Les faits qui ont provoqué la suspension
L’incident est survenu au cours d’un examen public conduit par la commission d’enquête, chargée d’éclairer les conditions de fonctionnement et les relations financières autour de l’audiovisuel public. Le rapporteur, M. Alloncle, a évoqué Mediawan, groupe audiovisuel souvent cité dans les débats sur les partenariats privés, puis a suggéré un lien entre ce groupe et le président de la commission.
Face à ces allégations, M. Patrier‑Leitus a interrompu la séance, motivant sa décision par le caractère, selon lui, « très grave » des accusations portées en séance. La suspension a interrompu l’audition des quatre anciens ministres, empêchant la poursuite immédiate des questions prévues à leur encontre.
Reprise et rappel au cadre des auditions
Le lendemain, lors de l’audition de la ministre de la Culture Rachida Dati, M. Patrier‑Leitus est revenu sur l’incident. Il a rappelé que les auditions de la commission d’enquête doivent se dérouler « dans un cadre digne et respectueux », soulignant la nécessité de préserver la déontologie et la sérénité des débats publics.
Le rappel adressé aux membres de la commission visait à rétablir un climat propice aux témoignages et aux échanges factuels. La reprise des travaux a permis d’interroger Mme Dati sur les sujets inscrits à l’ordre du jour, mais la tension entre le président et le rapporteur reste un élément marquant de ces sessions.
Un rapporteur déjà pointé du doigt
Ce n’est pas la première fois que Charles Alloncle est au centre de polémiques. Le rapporteur a déjà été rappelé à l’ordre par la présidente de l’Assemblée nationale en décembre 2025. Cette mesure disciplinaire, mentionnée dans les documents parlementaires, intervenait après des comportements jugés contraires au règlement intérieur.
Par ailleurs, quatre députés membres de la même commission ont demandé à la présidente de l’Assemblée, Yaël Braun‑Pivet, de rappeler une nouvelle fois M. Alloncle à l’ordre. Cette démarche collective des membres de la commission témoigne d’une préoccupation croissante au sein de la majorité et de l’opposition quant à la conduite des auditions et au respect des usages parlementaires.

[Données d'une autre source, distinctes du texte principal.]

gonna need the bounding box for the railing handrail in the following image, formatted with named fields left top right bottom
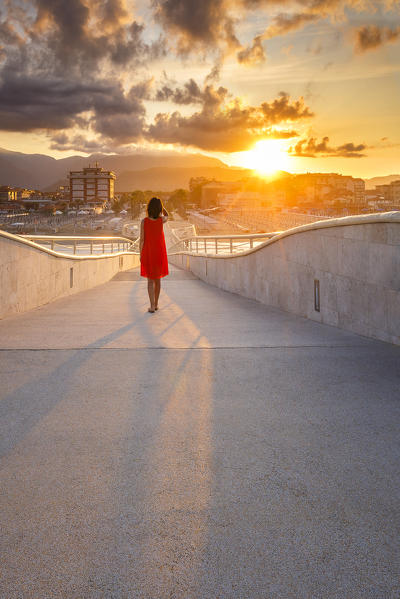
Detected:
left=22, top=234, right=133, bottom=243
left=179, top=232, right=281, bottom=241
left=0, top=229, right=139, bottom=259
left=166, top=231, right=279, bottom=254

Enjeux et conséquences pour la commission
L’épisode met en lumière la fragilité du fonctionnement d’une commission d’enquête lorsque les tensions personnelles ou les accusations publiques perturbent le travail. Les auditions de personnalités et d’anciens responsables politiques requièrent un cadre procédural clair, où la présomption de bonne foi et la liberté d’expression doivent coexister avec l’obligation de ne pas porter d’accusations gratuites en séance publique.
Plusieurs députés ont déjà souligné que l’efficacité de la commission dépend de la confiance entre ses membres et de la capacité du président à faire respecter des règles de conduite. La suspension de l’audition, en pleine phase d’interrogatoire d’anciens ministres, interrompt le fil de l’enquête et peut retarder la production d’un rapport final destiné à éclairer les pratiques de l’audiovisuel public.
Les suites procédurales restent à suivre : la commission devra décider comment et quand reprendre les auditions suspendues, et si des suites disciplinaires internes sont nécessaires à l’encontre de l’un ou l’autre des protagonistes. Pour l’heure, les faits rapportés — la suspension du 4 février 2026, le rappel au respect des règles lors de l’audition du 5 février 2026, et le rappel antérieur en décembre 2025 — constituent les éléments confirmés du dossier.
En l’état, l’incident soulève des questions sur le pilotage des commissions d’enquête parlementaires et sur les moyens de concilier débat vigoureux et protection des personnes entendues. Les prochains rendez‑vous de la commission seront scrutés pour mesurer si le calme procédural est rétabli et si les auditions pourront se poursuivre dans les conditions attendues par les parlementaires et le public.